Nanotechnology, the science of manipulating matter on a molecular scale, offers obvious advantages for the medical market. However, the question of nanotoxicology — the study of the toxicity of nanomaterials — may also play a role in the future of this technology. In 2006, the FDA formed the Nanotechnology Task Force to identify and address ways to better evaluate possible adverse health effects associated with FDA-regulated nanotechnology products. There's no question that the toxicity of nanoparticles should be an ongoing area of research, but it's also encouraging to see researchers continue to make progress in utilizing nanotechnology in medicine. Let's take a look at some highlights of recent biomedical advances that are utilizing the power of nanotechnology.
Implant Deters Breast Cancer Cell Growth
Brown University researchers have created an implant that appears to deter breast cancer cell regrowth. The implant is the first to be modified at the nanoscale in a way that causes a reduction in the blood-vessel architecture that breast cancer tumors depend on, while also attracting healthy endothelial cells for breast tissue. Made from a common federally approved polymer, the implant is a “bed-of-nails” surface at the nanoscale that deters cancer cells from dwelling and thriving. Researchers believe that the surface works by being incompatible with the stiffness of malignant breast cells. When they come in contact with the bumpy surface, it's possible that they are unable to fully wrap themselves around the rounded contours, depriving them of the ability to take root and thrive.
Cancer Therapeutics
Nanotechnology offers great potential for cancer diagnosis and therapeutics. Gold nanoparticles have been investigated as a tool for cancer treatment, but thus far, scientists have struggled to achieve efficiency with this method. Researchers at The Methodist Hospital Research Institute recently developed a system to amplify the gold particles' response to infrared light by loading gold nanoparticles into porous silicon, potentially making this method of cancer therapeutics much more efficient. Silicon wafers were designed to preferentially bind to breast cancer cells, rather than other types of cells. The shape and size of the silicon particles are crucial, researchers found. The wafers are about one micrometer in diameter (one-thousandth of a millimeter). By contrast, the typical breast cancer cell is about 10 to 12 times that size. Next, the team plans to set its sights on bigger targets. Pre-clinical studies have been planned to study the technology's impact on whole tumors, rather than just cancerous cells.
DNA Origami for Nanorobots
Researchers at Harvard University's Wyss Institute for Biologically Inspired Engineering are creating a robotic device, made from DNA, that could treat various diseases — not with drugs, but by programming the body's own immune system to fight those diseases.
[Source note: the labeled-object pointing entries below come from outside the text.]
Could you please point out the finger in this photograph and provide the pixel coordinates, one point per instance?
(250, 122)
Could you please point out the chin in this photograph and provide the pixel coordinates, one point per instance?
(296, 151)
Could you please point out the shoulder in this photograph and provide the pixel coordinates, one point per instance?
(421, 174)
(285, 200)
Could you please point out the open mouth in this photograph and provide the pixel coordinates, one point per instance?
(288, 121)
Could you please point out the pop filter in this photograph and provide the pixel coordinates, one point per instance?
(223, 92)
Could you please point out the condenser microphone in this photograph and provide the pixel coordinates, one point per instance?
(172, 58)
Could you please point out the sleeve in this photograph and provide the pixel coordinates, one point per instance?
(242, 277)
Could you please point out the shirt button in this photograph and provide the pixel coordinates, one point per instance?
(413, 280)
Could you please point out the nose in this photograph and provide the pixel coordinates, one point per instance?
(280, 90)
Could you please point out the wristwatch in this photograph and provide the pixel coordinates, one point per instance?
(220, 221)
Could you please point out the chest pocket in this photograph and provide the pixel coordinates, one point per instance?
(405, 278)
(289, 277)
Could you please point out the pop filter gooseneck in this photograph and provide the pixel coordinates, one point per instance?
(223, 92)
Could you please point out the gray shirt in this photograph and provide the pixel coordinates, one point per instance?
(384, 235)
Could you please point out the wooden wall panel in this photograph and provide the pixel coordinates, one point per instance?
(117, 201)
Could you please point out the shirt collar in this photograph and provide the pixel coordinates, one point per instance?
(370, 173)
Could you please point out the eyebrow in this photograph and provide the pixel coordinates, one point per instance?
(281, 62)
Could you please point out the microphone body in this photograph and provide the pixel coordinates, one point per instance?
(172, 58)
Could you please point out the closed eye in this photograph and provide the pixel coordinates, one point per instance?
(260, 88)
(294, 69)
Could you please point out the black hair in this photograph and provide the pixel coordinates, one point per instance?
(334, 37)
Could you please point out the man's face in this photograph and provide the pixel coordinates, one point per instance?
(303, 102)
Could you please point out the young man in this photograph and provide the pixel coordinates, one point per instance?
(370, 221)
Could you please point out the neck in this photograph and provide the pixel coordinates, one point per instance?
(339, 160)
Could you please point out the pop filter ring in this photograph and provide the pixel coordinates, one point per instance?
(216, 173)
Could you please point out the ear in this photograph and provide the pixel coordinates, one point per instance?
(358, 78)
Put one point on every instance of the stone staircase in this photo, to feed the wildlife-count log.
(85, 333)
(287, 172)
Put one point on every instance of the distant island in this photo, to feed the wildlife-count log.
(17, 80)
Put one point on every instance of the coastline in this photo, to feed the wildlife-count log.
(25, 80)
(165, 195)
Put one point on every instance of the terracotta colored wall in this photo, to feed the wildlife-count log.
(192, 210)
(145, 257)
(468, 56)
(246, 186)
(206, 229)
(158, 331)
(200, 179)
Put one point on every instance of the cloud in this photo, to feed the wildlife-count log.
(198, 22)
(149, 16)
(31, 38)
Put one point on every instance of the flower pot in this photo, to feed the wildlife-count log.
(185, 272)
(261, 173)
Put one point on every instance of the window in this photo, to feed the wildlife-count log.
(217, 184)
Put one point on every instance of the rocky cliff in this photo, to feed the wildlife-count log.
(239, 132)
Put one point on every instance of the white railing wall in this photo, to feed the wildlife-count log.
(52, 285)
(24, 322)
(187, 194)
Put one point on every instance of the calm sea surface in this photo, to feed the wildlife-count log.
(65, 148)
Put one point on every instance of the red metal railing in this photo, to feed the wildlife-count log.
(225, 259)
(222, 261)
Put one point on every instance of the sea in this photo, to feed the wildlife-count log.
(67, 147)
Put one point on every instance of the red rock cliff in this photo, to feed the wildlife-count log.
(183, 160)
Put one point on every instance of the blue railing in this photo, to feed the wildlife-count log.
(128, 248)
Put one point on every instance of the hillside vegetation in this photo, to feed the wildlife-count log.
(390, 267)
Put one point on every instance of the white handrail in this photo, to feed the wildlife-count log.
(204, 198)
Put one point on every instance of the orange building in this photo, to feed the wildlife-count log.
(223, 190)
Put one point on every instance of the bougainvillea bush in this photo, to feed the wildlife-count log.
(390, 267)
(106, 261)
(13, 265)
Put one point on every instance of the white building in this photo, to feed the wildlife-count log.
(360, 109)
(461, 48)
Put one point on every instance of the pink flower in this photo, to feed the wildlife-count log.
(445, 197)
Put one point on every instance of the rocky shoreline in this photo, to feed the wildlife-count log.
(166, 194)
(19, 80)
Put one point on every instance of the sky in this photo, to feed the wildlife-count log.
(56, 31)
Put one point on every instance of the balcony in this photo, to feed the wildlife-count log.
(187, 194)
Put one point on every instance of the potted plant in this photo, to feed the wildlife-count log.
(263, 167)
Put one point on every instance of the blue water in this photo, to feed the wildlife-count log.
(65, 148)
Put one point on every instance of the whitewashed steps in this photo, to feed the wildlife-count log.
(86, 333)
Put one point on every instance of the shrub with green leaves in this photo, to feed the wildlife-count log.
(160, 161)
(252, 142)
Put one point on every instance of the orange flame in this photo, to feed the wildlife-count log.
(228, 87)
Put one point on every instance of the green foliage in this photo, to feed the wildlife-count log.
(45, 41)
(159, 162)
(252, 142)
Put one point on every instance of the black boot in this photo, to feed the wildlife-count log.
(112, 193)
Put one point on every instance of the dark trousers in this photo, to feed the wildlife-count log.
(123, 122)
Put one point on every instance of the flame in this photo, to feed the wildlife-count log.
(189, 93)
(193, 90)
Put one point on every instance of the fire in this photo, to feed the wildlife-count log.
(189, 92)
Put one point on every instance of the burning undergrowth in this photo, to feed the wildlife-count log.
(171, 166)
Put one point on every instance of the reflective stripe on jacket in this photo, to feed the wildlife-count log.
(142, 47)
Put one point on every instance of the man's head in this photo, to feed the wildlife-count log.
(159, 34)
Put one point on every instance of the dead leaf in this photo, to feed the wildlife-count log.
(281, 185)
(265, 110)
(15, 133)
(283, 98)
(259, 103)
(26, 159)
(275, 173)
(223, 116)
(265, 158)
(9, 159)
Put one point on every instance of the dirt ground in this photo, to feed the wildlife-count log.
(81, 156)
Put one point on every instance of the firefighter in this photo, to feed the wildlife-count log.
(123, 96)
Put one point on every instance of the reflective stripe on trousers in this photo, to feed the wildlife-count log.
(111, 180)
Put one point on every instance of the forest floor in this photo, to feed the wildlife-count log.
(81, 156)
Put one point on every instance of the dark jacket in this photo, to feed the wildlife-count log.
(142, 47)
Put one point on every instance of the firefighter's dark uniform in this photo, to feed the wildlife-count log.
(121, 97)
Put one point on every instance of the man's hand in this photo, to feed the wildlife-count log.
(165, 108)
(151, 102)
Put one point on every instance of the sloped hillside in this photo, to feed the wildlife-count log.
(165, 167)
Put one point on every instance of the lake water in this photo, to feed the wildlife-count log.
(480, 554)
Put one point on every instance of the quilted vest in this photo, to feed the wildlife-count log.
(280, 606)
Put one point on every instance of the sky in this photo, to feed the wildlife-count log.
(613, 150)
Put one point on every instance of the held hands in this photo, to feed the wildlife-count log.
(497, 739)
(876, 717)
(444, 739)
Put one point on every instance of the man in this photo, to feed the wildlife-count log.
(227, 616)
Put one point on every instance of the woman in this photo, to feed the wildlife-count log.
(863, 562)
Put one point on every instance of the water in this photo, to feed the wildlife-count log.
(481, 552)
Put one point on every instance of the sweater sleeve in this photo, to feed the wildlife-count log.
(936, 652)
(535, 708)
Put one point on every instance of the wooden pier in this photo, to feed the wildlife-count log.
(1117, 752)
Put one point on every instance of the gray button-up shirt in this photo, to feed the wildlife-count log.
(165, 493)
The researchers used the DNA origami method to create a nanosized robot in the form of an open barrel whose two halves are connected by a hinge. The DNA barrel, which acts as a container, is held shut by special DNA latches that can recognize and seek out combinations of cell-surface proteins, including disease markers. When the latches find their targets, they reconfigure, causing the two halves of the barrel to swing open and expose its contents, or payload. The container can hold various types of payloads, including specific molecules with encoded instructions that can interact with specific cell surface signaling receptors.
This programmable nanotherapeutic approach was modeled on the body's own immune system. The programmable power of the DNA nanorobot's modular components could someday be used to customize and develop new types of targeted therapies.
Medical Diagnostics
Researchers at Oregon State University are utilizing the power of carbon nanotubes to increase the speed of biological sensors. This work could someday allow a doctor to routinely perform lab tests in minutes. Their findings have almost tripled the speed of prototype nano-biosensors, and could accomplish the same task as a handheld sensor while cutting the cost of an existing $50 lab test to about $1, researchers said. Key to the technology is the unusual capability of carbon nanotubes, long hollow structures that offer unique mechanical, optical, and electronic properties. In this case, carbon nanotubes are used to detect a protein on the surface of a sensor. The nanotubes change their electrical resistance when a protein lands of them, and the extent of this change can be measured to make an accurate diagnosis. Further work is still required to improve the selective binding of proteins, before it is ready to develop into commercial biosensors.